McLean’s signing with Blue Note ran from 1959 to 1967. Playing with passion, his early titles for Blue Note gave little indication of the fork in the road ahead. He kicked off with standards on Swing, Swang, Swingin’ (1959), brief signs of fissure on New Soil, held in check by Donald Byrd, back to hard swinging bop on Jackie’s Bag, the “tough, unreconstructed modern blues” of Bluesnik (1961) and the bluesy swinger A Fickle Sonance (1961).
Then came a seismic shift that must have been brewing in Jackie’s mind. In 1962 McLean stepped off the conventional swinging hard-bop platform and boarded the Freedom Express train. Fortunately his ticket to ride came with the sponsorship of Blue Note, whose less far-out titles (Jimmy Smith anyone?) helped pay the bills.
McLean had experience of long-form composition from his time with Mingus, and he brought this into play on three of the four lengthy compositions on Let Freedom Ring. “Freedom” is a multi-level metaphor: freedom from traditional playing, inside the chord changes, freedom to play outside the chord changes, to leverage dissonance; freedom of expression, embrace the modal landscape as the canvas for that expression, and perhaps “freedom” in the civil rights sense, liberation. Freedom sounds a good proposition, however when Freedom Rings for you, always ask if you can reverse the charges.
McLean’s ongoing journey was marked by a sequence of Blue Note albums: Let Freedom Ring (1962) One Step Beyond (1964) Destination… Out! (1964) It’s Time! (1965) Right Now! (1966) Action Action Action (1967) However, come 1967, Liberty was interested in a different new direction, and it wasn’t the artistic “freedom” direction, it was the commercialisation direction, pleasing paying customers. Jackie was cast adrift.
While listening to Jackie expressing himself, playing his heart out, I also like to listen to Team McLean, and how they handle Jackie’s adventurous ideas – the unsung heroes of Let Freedom Ring, who provide the underpinning for Jackie freedom, not so much freedom for them.

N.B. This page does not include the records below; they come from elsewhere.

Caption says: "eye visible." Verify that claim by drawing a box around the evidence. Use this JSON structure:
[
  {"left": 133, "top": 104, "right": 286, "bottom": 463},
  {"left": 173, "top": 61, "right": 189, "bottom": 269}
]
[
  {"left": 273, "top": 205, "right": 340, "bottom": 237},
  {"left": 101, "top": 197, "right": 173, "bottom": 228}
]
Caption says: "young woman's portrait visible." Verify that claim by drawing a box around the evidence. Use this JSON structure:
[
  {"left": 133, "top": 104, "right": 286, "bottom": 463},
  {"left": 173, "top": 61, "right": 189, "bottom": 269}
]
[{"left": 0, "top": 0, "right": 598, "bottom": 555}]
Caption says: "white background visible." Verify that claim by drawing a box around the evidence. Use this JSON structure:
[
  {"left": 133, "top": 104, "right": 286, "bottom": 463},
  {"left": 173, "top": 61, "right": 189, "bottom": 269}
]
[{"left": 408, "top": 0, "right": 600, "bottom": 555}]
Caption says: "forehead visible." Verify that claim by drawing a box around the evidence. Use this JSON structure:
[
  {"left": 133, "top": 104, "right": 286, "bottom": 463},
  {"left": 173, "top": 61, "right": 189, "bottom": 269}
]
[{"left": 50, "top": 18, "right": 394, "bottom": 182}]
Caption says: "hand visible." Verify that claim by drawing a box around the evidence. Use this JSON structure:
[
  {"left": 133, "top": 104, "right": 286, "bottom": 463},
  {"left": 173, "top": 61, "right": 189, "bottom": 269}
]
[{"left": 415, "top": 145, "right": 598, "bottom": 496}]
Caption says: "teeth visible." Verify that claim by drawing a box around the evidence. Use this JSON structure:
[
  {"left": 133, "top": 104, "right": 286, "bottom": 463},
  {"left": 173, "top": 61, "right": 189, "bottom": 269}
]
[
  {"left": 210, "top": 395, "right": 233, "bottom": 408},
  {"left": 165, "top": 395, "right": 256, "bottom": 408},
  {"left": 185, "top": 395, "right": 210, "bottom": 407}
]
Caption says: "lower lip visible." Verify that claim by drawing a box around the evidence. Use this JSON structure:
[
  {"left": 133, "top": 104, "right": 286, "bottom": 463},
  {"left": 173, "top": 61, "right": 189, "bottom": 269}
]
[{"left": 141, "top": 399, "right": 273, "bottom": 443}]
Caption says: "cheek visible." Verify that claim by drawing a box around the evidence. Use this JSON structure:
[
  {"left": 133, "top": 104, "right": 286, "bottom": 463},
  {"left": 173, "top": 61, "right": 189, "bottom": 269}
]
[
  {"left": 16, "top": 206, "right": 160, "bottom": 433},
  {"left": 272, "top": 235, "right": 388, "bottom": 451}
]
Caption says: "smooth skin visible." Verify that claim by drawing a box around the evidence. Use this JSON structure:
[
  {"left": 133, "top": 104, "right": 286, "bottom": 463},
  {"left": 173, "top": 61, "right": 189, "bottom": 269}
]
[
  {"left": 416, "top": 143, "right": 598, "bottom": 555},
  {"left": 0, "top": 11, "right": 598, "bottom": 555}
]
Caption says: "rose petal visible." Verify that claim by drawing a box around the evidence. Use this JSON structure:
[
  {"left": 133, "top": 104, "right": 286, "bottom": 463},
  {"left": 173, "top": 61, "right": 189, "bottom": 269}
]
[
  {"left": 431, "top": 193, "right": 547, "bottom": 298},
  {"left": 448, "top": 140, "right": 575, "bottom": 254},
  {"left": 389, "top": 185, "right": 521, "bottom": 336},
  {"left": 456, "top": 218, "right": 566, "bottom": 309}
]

Billy Higgins provides unflinching propulsion, relentless punishment of the snare drum, (which I am assured it relishes, rather than all that silky brushwork). Thinking of other drummers, Elvin Jones I find overpowering, too much splash and smash, Blakey has a lot of showmanship and swing with his drive, while at the other extreme, Anthony Williams and Paul Motian are gourmet front-line instrumentalists, Michelin-starred fine-dining-tuned drums. Higgins is single-minded propulsion, driving the music forward, urging on the other musicians. Walter Davis comping with a strong rhythmic accents meshes nicely with Higgins. Herbie Lewis, who played with all the greats, was a frequent player with Billy Higgins and provides a strong foundation, functional not showy. All a perfect foil against which Jackie can devolp freedom of expression, without feeling impisoned within the chord changes, and without falling into the abyss that is free jazz.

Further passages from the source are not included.